Apple CEO says US and China have ‘unavoidable mutuality’ as profit beats estimates
Apple CEO Tim Cook, who met US President Donald Trump last week, said he is “very optimistic” about the Sino-US trade relationship, noting that history shows countries that embrace openness do much better
Apple Inc. CEO Tim Cook said that the trade relationship between China and US is not a zero-sum game and that the world’s two biggest economies can mutually benefit if they work together to “grow the pie”.
“China and the US have this unavoidable mutuality where China only wins if the US wins and the US only wins if China wins and the world only wins if China and the US win”, Cook said in a conference call on Tuesday to discuss the Cupertino, California-based company’s quarterly results. “I think history shows us that countries that embrace openness and diversity do much, much better than the ones that are closed.”
Cook, who did not mention his meeting with US President Donald Trump at the White House last week, said he believed the two countries “together can both win and grow the pie, not just allocate it differently”. The chief executives of the world’s biggest company by market cap and the world’s biggest economy met to discuss trade issues ahead of talks between US and China officials later this week in Beijing.
“That’s our focus and I’m optimistic that – I don’t know every play by play that will happen but over time, I think that view will prevail,” Cook said, in response to a question about the likely impact on demand in the event of a trade war between the US and China.
Cook’s comments came as Apple delivered revenue and profit that beat analyst’s estimates and projected continued sales momentum, calming concern about demand for the iPhone, its most-important product.

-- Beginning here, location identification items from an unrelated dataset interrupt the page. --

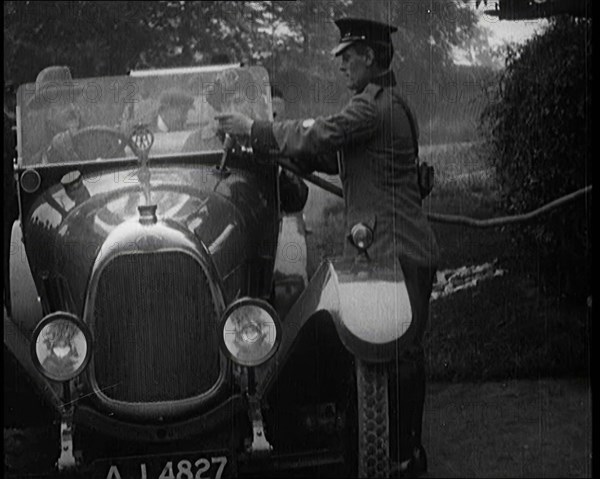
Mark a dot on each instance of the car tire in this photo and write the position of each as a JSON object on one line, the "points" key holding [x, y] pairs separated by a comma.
{"points": [[373, 426]]}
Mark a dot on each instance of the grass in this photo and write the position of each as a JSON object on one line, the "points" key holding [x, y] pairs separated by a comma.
{"points": [[506, 327]]}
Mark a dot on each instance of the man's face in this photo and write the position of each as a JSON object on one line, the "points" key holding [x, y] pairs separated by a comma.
{"points": [[278, 108], [356, 68], [175, 117]]}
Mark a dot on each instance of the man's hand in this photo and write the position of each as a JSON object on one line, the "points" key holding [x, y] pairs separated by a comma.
{"points": [[234, 123]]}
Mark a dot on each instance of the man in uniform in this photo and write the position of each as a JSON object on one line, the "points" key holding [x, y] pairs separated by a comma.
{"points": [[374, 134]]}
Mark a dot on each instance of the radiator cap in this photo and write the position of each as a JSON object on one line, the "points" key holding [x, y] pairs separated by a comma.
{"points": [[147, 214]]}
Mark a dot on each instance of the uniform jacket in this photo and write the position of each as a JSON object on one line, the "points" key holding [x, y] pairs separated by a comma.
{"points": [[377, 168]]}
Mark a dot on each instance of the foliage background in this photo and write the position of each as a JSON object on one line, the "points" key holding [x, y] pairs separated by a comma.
{"points": [[539, 137]]}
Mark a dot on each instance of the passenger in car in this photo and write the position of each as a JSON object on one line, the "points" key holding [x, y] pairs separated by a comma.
{"points": [[173, 109], [59, 119]]}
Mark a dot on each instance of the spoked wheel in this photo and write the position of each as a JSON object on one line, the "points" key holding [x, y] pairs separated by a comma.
{"points": [[373, 415]]}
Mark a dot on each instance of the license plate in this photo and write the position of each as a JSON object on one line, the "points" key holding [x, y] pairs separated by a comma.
{"points": [[203, 465]]}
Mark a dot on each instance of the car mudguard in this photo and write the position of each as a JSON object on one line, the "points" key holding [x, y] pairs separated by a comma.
{"points": [[26, 309], [369, 304]]}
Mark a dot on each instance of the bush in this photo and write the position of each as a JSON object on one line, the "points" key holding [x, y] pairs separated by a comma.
{"points": [[539, 131]]}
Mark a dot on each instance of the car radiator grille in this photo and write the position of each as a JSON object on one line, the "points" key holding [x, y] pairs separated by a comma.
{"points": [[155, 329]]}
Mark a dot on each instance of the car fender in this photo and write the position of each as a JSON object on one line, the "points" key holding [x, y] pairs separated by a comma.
{"points": [[26, 308], [368, 303]]}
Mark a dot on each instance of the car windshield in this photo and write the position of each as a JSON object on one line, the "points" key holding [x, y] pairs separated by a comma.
{"points": [[90, 119]]}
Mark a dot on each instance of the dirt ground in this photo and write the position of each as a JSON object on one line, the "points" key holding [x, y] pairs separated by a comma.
{"points": [[529, 428]]}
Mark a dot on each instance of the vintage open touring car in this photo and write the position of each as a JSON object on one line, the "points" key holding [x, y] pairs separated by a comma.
{"points": [[151, 332]]}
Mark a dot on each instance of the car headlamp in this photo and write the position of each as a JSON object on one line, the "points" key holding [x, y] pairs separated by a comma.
{"points": [[251, 332], [61, 346], [362, 236]]}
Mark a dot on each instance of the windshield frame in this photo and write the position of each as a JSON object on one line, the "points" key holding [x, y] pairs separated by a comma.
{"points": [[169, 150]]}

Apple revenue rose 16 per cent to $61.1 billion in the fiscal second quarter, the fastest growth in more than two years. Profit came in at $2.73 a share. The company also raised its dividend, unveiled a new $100 billion share buy-back and said services sales jumped 31 per cent. The stock rose in extended trading.
Cook said he continues to believe that China is a “phenomenal country with lots of opportunity” both from a market and app developer point of view. The company has almost 2 million application developers in China that are writing apps for iOS and the App Store, and “they’re doing unbelievably creative work and innovative work.”
Concern about the iPhone business was fanned by suppliers that recently reported weak demand for high-end handsets, another sign the smartphone boom that made Apple the most-valuable company is ebbing.
It has also been under pressure in China, where some consumers are shunning pricey iPhones and local rivals like Oppo and Vivo are grabbing market share. Tuesday’s report eased these fears, with China revenue rising 21 per cent year-over-year.